Our deep impression, when performing press reviews, is that there are still many theoretical, forward-looking, almost philosophical articles being published, mostly accurate, but with relatively few success stories hitting the headlines. The hype, which had picked up in the first half of 2019, is now at its lowest again, with worrisome positions taken by some countries, and no real technical progress, or proof, or public adoption to counterbalance this.
COMMENTS ON CRYPTO-ASSETS MARKETS
Cryptocurrency prices have gone through some turmoil during the last three months.
The crazy, impulsive move seen in the spring was too good to be true. It was too much; the surge in prices was unreasonable. In that respect, the current retreat can be seen as a stabilization within a more significant trend.
It is always challenging to explain recent movements in financial markets; and somewhat easy to find reasons for past behaviors, but as we will detail chapter by chapter in this Quarterly, there has been a shortage of fundamentally positive news in the crypto world.
As outlined in our previous issues, all categories of cryptocurrencies are not behaving in an entirely similar manner. While Bitcoin has held some of the gains it made in 2019, this has not been the case for smaller-platform native currencies, let alone ICO tokens which are continuing to collapse, in what looks to be the middle of the cryptowinter, for them.
The correlation between crypto assets has significantly decreased for the last year.
This decorrelation seems to be indicating a maturing sector as cryptoassets have very different natures.
Exchange volumes declined significantly in September compared to this summer. Data gathered from exchanges remain unreliable, so it is challenging to assess genuine exchange volumes worldwide. Still, the figures indicate that, overall, there is no sign of volume fading.
When liquidity decreases, volatility can be expected to increase. Lately, this has been the case for crypto assets, because, as just mentioned, volumes are down. And indeed, we continue to see that whenever a market shock occurs with an increase in volumes, prices increase significantly.
Overall, observers expect volatility to continue, and indeed, there is no reason we can find to indicate otherwise, not before more adoption occurs.
INTERACTION WITH MACROECONOMICS
After a shaky 2018, stock markets are recording a positive 2019, which extends this growth cycle. As at the time of writing, share prices of American companies are pushing their all-time highs. Regardless of whether you regard this as total nonsense, or you see this as an effect of unprecedented advances in productivity thanks to robotics, internet platforms, and globalized competition, the fact remains that global markets, as a whole, have decided that stocks were not yet overpriced. How long it will take before we see a significant correction is unknown.
That’s how it is, however, we have no choice but to wonder, what if it continues, and what if it crashes?
If stock markets crash in short to mid-term, reactions by central bankers are likely to be similar to those implemented in 2008: quantitative easing, increasing liquidity to prevent the economy from being short of funds.
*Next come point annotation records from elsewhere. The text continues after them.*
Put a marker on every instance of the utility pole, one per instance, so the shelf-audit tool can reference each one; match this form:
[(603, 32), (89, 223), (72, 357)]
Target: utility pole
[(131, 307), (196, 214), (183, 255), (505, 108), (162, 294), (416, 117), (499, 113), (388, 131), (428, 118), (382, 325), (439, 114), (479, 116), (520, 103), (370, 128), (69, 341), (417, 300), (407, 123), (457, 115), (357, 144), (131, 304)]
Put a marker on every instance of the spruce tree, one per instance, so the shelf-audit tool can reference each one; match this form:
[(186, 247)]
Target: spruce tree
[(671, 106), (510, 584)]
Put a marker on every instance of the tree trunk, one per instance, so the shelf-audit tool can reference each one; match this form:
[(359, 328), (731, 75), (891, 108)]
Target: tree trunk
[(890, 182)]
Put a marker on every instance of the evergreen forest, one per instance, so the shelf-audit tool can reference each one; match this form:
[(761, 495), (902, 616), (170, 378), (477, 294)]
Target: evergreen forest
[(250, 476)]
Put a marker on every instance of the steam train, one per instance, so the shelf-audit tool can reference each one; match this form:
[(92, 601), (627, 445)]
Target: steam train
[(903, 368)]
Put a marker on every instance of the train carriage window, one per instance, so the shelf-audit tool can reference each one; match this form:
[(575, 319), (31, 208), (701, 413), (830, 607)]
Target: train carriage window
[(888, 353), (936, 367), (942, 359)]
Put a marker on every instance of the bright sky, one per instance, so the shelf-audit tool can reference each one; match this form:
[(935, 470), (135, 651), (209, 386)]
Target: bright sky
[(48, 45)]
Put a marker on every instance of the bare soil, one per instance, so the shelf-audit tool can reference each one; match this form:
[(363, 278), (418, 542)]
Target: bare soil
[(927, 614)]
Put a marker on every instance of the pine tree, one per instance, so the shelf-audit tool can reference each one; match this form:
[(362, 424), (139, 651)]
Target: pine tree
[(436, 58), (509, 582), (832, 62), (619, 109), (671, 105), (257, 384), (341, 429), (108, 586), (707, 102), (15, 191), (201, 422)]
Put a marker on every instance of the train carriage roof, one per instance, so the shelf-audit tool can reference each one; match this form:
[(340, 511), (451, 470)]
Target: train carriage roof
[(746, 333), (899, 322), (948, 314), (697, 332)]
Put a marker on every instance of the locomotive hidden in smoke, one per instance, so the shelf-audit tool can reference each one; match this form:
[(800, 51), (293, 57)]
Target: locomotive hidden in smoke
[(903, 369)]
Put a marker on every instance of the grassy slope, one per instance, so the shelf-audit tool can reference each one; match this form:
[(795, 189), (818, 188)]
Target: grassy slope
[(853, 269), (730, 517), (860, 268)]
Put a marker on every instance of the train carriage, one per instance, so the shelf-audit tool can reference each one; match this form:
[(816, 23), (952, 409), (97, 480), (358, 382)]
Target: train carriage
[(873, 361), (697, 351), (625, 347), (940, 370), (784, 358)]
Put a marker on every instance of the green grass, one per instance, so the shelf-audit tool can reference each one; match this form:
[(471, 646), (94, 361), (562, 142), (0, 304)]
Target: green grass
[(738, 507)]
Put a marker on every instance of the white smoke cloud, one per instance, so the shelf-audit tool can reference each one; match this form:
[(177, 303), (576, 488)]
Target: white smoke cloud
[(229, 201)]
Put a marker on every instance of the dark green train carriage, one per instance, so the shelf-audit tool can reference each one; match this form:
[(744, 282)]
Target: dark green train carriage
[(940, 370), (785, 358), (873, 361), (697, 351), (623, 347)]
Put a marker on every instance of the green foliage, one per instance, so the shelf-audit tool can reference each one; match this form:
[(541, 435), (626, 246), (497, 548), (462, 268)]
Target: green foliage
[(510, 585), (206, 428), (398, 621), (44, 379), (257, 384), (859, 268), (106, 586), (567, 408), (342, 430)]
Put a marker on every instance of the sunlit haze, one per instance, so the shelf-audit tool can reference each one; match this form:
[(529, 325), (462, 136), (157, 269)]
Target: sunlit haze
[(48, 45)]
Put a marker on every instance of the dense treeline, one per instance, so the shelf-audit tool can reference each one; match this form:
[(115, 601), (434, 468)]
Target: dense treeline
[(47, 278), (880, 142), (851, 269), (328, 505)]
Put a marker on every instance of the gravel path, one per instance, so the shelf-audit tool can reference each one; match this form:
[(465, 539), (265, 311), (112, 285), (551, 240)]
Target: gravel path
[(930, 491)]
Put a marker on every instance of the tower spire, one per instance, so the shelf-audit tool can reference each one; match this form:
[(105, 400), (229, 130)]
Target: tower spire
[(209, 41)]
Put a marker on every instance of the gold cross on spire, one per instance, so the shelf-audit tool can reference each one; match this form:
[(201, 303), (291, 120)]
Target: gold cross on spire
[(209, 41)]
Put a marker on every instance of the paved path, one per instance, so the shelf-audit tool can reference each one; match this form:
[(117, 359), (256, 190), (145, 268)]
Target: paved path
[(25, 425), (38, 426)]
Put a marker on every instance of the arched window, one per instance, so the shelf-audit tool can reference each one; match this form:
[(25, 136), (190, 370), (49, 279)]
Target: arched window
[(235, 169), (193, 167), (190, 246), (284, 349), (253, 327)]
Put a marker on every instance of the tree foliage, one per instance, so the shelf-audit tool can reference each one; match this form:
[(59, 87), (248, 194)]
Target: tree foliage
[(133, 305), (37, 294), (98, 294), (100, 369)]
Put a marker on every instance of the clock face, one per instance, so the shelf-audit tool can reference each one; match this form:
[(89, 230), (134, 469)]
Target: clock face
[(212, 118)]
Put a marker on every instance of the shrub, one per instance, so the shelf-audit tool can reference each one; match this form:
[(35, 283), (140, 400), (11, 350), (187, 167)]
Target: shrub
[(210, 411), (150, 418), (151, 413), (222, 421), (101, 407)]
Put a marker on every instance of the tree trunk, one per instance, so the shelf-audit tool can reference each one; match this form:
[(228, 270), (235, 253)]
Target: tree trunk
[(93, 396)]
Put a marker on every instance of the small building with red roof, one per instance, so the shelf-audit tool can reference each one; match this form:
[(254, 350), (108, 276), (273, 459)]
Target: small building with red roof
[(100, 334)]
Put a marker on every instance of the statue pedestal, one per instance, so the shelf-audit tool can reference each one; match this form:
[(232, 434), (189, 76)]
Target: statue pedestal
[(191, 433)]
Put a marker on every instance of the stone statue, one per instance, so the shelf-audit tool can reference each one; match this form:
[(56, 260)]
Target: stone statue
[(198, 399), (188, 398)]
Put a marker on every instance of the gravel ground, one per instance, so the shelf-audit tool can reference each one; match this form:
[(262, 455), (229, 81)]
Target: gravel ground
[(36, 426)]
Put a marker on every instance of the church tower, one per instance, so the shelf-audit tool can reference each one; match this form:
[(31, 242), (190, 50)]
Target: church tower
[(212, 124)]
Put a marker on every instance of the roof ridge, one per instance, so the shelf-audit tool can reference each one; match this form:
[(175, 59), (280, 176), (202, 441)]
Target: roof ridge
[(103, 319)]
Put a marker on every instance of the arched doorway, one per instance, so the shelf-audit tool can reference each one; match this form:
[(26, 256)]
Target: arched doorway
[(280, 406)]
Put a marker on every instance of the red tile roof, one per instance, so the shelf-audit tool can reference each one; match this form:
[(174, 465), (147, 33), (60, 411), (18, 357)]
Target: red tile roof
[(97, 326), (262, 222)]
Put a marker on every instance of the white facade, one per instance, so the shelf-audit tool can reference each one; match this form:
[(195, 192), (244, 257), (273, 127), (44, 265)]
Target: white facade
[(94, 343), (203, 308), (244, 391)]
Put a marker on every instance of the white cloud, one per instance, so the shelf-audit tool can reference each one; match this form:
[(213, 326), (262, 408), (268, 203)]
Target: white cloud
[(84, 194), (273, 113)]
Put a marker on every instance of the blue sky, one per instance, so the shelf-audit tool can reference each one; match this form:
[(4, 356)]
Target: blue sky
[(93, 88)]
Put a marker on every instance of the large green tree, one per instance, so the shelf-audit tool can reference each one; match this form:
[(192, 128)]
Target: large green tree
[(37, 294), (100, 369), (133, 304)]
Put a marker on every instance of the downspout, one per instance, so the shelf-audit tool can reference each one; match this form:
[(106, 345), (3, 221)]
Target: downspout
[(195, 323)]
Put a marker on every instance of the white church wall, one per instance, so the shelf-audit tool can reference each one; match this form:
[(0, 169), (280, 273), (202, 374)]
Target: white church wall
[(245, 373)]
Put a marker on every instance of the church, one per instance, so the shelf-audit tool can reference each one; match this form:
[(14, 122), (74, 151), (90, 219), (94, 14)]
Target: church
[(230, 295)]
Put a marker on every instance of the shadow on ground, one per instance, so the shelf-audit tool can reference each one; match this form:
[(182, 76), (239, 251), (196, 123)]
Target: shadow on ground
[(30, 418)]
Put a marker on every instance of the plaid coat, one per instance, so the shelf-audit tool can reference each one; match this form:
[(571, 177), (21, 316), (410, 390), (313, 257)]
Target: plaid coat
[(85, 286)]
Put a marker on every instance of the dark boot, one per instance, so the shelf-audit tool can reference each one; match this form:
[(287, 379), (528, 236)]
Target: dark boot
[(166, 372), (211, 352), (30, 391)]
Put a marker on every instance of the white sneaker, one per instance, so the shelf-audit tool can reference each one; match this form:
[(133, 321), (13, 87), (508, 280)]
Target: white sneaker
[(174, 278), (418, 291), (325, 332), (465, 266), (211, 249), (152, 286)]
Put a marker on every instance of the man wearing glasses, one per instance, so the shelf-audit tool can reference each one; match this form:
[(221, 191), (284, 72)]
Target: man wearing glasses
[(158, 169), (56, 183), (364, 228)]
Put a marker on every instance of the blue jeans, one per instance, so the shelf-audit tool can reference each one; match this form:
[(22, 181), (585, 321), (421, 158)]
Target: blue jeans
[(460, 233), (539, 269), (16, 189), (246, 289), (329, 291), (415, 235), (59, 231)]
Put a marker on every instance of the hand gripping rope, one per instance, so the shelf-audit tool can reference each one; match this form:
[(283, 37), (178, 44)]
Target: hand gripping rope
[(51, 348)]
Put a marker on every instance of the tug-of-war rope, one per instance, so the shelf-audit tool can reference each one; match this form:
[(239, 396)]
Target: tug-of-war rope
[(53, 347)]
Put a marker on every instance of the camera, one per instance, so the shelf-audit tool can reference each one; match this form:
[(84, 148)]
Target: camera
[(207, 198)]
However, experts doubt that it will have the same impact it had after the GFC and may require central bankers to go even further with the level of money creation. In turn, this will dilute the holdings of individuals and companies who sit on cash, and this could negatively affect confidence in politically-influenced fiat currencies, which may then lead to a flight of capital to diversify into crypto assets, such as Bitcoin.
On the other hand, if stock markets do not crash in the short or mid-term, this would mean that companies are conducting good business and generating revenue for investors, thereby fueling investments in technology, among them, blockchain. It is entirely feasible that sustained signs of progress in solving current DLT issues, combined with an abundance of capital, could trigger, and then fuel, yet another crypto bubble.
An often-shown picture is Gartner’s curve of adoption. It is indeed suggesting that blockchain still has a long way to go, and we are only just at the beginning of the journey on the road to widespread usage.